Friday, September 27, 2013

The unopened lid

Early on a weekend morning, I walked along the East River, where no one had yet left a footprint. Only the tracks of ducks and seagulls stretched and scattered across the sandy shore, fading into the ripples of the water.

The ducks and seagulls flew off—except for one. A lone seagull, unmoving, stared back at me with calm resignation. It had only one leg. As if it had given up on flying, it showed no sign of distress. While others searched for food and quickly flew away to avoid danger, this one remained still. I wondered—how did it lose its leg? How has it survived in this harsh world, living differently from the rest?

I leaned against the railing at the ferry dock, listening to the sounds: boats arriving and departing, waves crashing under the bridge along the path, and the wind rustling through the leaves. After watching the ferries head north to Long Island City and south to DUMBO, I, too, left the riverfront.

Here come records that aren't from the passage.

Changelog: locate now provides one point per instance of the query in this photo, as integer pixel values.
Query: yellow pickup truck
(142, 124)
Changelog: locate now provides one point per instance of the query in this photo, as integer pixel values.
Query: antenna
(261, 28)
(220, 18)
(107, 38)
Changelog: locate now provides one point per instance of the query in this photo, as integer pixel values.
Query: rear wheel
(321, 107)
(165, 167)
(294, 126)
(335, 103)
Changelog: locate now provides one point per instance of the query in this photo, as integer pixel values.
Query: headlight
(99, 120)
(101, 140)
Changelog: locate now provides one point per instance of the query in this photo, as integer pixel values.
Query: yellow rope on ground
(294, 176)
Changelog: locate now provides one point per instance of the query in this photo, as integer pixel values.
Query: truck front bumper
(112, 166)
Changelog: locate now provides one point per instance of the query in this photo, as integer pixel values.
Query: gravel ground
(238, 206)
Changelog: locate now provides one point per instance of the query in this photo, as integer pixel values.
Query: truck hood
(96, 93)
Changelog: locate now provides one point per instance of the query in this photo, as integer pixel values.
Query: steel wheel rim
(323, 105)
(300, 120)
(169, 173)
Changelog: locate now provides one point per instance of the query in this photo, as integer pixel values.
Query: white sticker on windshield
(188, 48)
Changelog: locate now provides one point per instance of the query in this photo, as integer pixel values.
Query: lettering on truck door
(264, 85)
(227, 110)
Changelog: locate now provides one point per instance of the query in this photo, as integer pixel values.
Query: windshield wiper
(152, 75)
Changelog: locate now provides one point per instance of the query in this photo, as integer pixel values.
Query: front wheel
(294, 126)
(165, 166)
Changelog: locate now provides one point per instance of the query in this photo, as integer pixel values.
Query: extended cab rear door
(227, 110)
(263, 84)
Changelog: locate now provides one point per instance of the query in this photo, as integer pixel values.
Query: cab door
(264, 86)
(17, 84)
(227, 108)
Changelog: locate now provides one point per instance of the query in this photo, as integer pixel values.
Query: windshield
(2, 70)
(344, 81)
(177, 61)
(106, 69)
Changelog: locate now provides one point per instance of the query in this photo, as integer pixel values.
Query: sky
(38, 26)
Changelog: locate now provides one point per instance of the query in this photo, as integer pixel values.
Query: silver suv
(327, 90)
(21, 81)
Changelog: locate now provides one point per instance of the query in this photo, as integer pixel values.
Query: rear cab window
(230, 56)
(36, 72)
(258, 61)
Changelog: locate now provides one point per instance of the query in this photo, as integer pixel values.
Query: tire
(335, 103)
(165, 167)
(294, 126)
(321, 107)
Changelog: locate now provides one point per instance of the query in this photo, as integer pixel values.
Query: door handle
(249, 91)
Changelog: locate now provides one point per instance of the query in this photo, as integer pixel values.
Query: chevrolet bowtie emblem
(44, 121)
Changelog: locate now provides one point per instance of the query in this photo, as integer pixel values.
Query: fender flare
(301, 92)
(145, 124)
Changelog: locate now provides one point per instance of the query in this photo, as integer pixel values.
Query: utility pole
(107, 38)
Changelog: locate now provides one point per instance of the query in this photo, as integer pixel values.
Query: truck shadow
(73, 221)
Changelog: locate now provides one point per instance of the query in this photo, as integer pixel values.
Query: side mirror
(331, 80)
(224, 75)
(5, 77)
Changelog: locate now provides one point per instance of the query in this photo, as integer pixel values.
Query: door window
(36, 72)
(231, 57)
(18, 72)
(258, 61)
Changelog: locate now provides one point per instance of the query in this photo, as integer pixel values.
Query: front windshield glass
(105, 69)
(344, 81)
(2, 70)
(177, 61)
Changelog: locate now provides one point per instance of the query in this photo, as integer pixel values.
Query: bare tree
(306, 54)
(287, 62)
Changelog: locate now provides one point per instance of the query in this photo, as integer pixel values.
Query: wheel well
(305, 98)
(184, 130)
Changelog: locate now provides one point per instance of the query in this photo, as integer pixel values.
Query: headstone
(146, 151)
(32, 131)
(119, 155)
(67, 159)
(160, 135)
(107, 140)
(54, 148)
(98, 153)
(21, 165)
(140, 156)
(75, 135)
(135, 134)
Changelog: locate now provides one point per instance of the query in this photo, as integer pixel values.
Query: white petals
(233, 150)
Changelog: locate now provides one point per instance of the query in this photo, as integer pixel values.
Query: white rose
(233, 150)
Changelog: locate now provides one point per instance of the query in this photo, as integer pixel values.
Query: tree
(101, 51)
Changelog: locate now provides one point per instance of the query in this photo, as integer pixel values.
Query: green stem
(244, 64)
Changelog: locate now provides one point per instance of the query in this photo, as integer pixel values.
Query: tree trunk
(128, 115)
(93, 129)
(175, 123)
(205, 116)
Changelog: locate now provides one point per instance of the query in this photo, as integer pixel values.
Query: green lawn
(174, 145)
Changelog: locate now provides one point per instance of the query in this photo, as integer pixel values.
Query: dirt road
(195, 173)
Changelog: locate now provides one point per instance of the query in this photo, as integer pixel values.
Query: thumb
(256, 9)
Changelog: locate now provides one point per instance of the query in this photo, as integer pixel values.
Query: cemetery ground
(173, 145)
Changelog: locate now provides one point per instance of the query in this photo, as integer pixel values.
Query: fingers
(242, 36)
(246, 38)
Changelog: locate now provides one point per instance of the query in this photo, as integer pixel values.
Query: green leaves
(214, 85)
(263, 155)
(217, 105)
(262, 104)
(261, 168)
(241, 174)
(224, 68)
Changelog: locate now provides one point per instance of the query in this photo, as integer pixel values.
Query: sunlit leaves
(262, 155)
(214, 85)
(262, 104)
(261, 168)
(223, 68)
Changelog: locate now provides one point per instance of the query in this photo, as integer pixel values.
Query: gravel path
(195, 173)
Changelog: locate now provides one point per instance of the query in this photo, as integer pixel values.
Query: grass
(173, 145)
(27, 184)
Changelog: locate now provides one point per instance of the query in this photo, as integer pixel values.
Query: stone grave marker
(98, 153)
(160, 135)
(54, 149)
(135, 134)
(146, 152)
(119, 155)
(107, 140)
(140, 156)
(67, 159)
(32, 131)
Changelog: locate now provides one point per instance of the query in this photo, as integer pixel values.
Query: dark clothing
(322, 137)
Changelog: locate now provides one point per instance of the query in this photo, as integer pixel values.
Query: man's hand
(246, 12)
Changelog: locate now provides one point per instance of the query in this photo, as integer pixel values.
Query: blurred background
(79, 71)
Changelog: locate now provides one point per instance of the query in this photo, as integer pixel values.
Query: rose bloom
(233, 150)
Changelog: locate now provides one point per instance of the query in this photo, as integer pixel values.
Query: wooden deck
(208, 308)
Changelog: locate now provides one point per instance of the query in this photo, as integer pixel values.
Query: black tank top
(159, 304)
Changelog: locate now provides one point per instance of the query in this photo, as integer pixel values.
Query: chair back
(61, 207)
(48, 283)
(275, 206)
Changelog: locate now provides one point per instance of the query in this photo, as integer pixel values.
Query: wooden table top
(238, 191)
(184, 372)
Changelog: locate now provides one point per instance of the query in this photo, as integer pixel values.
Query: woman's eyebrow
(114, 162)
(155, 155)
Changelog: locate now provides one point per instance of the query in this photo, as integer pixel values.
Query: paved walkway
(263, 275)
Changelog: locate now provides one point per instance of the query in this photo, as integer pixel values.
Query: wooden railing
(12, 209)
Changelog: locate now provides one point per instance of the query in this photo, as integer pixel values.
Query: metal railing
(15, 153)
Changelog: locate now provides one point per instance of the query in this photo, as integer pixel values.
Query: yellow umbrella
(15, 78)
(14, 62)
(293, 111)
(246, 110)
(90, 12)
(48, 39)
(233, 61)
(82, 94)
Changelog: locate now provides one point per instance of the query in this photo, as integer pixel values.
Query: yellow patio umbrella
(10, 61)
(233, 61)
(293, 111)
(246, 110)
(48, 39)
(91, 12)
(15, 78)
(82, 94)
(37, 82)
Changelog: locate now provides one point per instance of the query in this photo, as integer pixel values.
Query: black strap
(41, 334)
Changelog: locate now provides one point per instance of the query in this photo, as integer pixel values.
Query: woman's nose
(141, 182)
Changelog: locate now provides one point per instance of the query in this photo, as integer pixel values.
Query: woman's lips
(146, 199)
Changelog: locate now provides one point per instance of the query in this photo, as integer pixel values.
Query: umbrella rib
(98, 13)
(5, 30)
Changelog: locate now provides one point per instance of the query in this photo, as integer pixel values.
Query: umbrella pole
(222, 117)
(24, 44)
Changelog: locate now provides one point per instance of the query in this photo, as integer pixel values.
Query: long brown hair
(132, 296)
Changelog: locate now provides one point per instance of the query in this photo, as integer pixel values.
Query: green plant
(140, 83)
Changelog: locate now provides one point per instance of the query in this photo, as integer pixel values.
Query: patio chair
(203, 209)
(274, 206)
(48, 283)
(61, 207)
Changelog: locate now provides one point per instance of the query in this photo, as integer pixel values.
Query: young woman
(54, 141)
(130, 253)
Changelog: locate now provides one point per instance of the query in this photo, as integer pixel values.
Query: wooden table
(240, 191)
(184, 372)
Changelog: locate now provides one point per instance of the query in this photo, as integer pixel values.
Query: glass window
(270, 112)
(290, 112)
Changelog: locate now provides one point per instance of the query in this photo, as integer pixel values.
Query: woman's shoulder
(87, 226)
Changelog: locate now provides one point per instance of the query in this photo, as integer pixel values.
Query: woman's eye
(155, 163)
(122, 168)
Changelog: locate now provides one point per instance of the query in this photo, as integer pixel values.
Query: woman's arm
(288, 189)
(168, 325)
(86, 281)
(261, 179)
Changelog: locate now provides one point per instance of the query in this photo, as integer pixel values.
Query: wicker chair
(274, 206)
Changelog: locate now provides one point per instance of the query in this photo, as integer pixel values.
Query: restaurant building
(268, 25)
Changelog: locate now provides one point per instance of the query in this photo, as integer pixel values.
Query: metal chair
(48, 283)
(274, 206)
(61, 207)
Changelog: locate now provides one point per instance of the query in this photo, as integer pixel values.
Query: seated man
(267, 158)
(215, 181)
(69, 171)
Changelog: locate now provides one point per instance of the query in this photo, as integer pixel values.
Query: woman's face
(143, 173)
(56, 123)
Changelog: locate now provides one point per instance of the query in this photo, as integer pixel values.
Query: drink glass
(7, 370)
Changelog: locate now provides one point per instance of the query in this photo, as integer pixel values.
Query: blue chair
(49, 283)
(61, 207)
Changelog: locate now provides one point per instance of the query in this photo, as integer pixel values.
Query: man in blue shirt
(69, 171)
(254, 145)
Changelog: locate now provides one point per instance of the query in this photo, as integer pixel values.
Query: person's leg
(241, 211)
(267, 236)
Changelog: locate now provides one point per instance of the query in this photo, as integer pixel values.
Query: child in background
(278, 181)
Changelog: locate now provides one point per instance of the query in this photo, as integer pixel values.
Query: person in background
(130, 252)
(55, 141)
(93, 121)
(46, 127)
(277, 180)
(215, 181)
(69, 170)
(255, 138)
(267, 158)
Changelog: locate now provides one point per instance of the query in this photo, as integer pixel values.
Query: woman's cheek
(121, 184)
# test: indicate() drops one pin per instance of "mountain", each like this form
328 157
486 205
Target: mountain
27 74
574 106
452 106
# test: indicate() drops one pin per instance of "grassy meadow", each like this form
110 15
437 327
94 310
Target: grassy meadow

On the way home, I passed an empty lot where a sharp, frantic sound—tick-tick, tick-tick-tick—broke the morning silence. A seagull was anxiously pecking at a clear plastic takeout container, trying to reach the food inside. The lid was shut. The food was right there, visible, almost within reach—but unreachable. The bird looked worn out, thin, and desperate, as if it had been trying for a long time. I looked around, wanting to help, to open the lid—but a tall wire fence enclosed the lot. Neither the seagull nor I could get through. We were both left feeling helpless.

As I walked home, I kept hearing that sound—faint but continuous, echoing in my ears.

The next morning, I glanced over again at the same spot. The container had been pushed to a corner near the fence, now empty. The gull must have pecked and pushed with such determination that the lid finally opened. Maybe by now, it’s flying somewhere with a full belly, at peace.

I thought—am I not like that seagull? Trying to open a sealed lid, struggling to create something meaningful, to bring a piece of art to life… Feeling as though I’m fumbling in darkness, searching for a faint light, desperate to open something that won’t budge. When will my lid finally open?